高脂血症は肥満や食事管理ができていないことで引き起こされることがあります。様々な症状が現れ愛犬が苦しい思いをする前に日々の生活や食事を見直し健康に過ごせるようにしましょう。

高脂血症とは?

ペットの採血のイラスト(犬)

高脂血症とは血液中の脂肪が多くなっていることを言います。

特に中性脂肪(TG:トリグリセライド)やコレステロール(T-Cho)が多くなることで発症します。

中性脂肪(TG:トリグリセライド)

中性脂肪は体の脂肪の約90%を占めています。

主に体を動かすエネルギー源として使用します。

コレステロール(T-Cho)

コレステロールは体の成分を構成する脂肪です。

体を動かすエネルギーとしては使用しません。

原因

原因はいくつか考えられます。

  • 基礎疾患によるホルモンの異常
  • 腎疾患
  • 肥満
  • 肝臓疾患
  • 急性膵炎

これらが主な原因と言われています。

基礎疾患によるホルモン異常

例えば、前回紹介した甲状腺機能低下症だと甲状腺ホルモンの分泌量が少なくなることで代謝が落ちてしまうと解説しました。

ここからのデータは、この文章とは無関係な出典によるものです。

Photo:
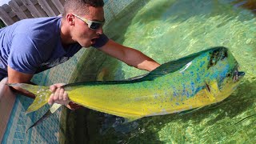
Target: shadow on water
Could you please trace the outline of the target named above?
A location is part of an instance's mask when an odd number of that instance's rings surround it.
[[[96,138],[100,137],[100,139],[93,141],[99,143],[104,142],[182,143],[188,142],[218,142],[221,139],[225,142],[232,142],[237,139],[236,137],[239,136],[240,133],[254,135],[254,131],[248,133],[246,129],[244,130],[245,126],[243,125],[247,121],[249,123],[246,125],[251,126],[255,123],[256,116],[249,117],[243,122],[238,122],[248,115],[256,114],[254,110],[251,110],[256,102],[254,98],[256,90],[255,90],[255,88],[256,82],[246,81],[241,84],[232,95],[221,102],[180,114],[143,118],[128,124],[120,124],[122,119],[118,117],[109,116],[107,118],[105,117],[105,121],[98,123],[101,125],[99,130],[102,130],[104,126],[105,128],[108,126],[108,129],[105,129],[103,134],[95,133],[90,138],[94,138],[95,139],[92,140],[96,140]],[[248,90],[250,91],[248,92]],[[245,114],[245,111],[248,113]],[[97,117],[98,116],[93,119]],[[110,120],[111,118],[112,122]],[[118,121],[119,122],[117,124]],[[193,137],[194,139],[190,137]],[[253,139],[250,138],[251,142]]]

代謝が落ちると体内のエネルギー源である脂肪を消費しづらくなります。これによって高脂血症になってしまいます。

その他にも糖尿病やクッシング症候群も高脂血症を引き起こすことがあります。

甲状腺機能低下症についてはこちらの記事からどうぞ。

腎疾患

腎疾患の中でも尿からたんぱく質を吸収することができなくなり尿中にたんぱく質が漏れてしまうネフローゼ症候群や腎不全は高脂血症を引き起こします。



肝疾患

肝疾患も高脂血症を引き起こします。胆汁の流れが滞ってしまう胆汁うっ滞などがあげられます。胆汁は脂肪を分解する働きがあります。これが分泌されなくなると脂肪が分解できず高脂血症になる可能性があります。

急性膵炎

急性膵炎についても以前紹介しましたが、膵臓は消化酵素を分泌する器官です。急性膵炎はこの消化酵素が何らかの異常によって分泌される前に自らの膵臓を消化してしまう病気です。

急性膵炎になるとうまく消化できなくなるため高脂血症を引き起こします。

膵炎についてはこちらの記事からどうぞ。

また高脂血症は遺伝的にミニチュア・シュナウザーやシェットランド・シープドックなどがなりやすいと言われていますが、どの犬種でもなり得る病気です。

症状

症状は出ないことが多いです。

症状として現れるとしたら以下のようなものです。

  • 嘔吐や下痢
  • 腹部の不快感を訴える。

また、重症化すると発作や膵炎を引き起こしたり末梢神経障害を引き起こすこともあります。

治療法

まずは血液検査で中性脂肪とコレステロールの値を測定します。

コレステロール:250mg/dl 中性脂肪:100mg/dl以上で高脂血症と診断されます。

高脂血症と診断されたら以下の方法で治療を行います。

  • 食事療法
  • 投薬
  • おやつNG

食事療法

基本的に脂肪の少ない食事を摂ります。

また、低脂肪だけでなく食物繊維の多い食事にします。

さらに食事は数回に分けてこまめにあげるようにします。

投薬

薬はまず最初はビタミン剤や強肝剤、サプリメントなどで代謝を活性化させます。これによって回復の傾向が見られるかしばらく内服を行います。それでも良くならないようだった場合には抗コレステロール剤や抗中性脂肪剤を使用します。

おやつNG

基本的におやつは与えてはいけなくなります。おやつは高カロリーなものや脂肪分の多いものがほとんどだからです。おやつの代わりに茹でた野菜などを与えてコミュニケーションを取るようにすると良いと思います。


予防法

ドッグランのイラスト

肥満で高脂血症になっている場合は適度な運動と食事管理でダイエットを行います。

過度な運動は体をこわす危険性があるので気をつけましょう。

基礎疾患のある場合は高脂血症の治療と共に基礎疾患の治療も行います。

どちらにしても食事管理が非常に大切になってきます。高脂血症にならないためにも日頃からおやつをあげすぎないことや栄養バランスの整った食事を与えるよう心がけましょう。

まとめ

いかがでしたでしょうか?

高脂血症は進行してからでないと症状が出ないことがあります。定期的な健診などで早期発見することが大切です。

また、普段の食事に気をつけることで高脂血症のリスクを下げることができます。

ぜひ、愛犬と健康で過ごせるように食事についてもう一度考えてみてはいかがでしょうか?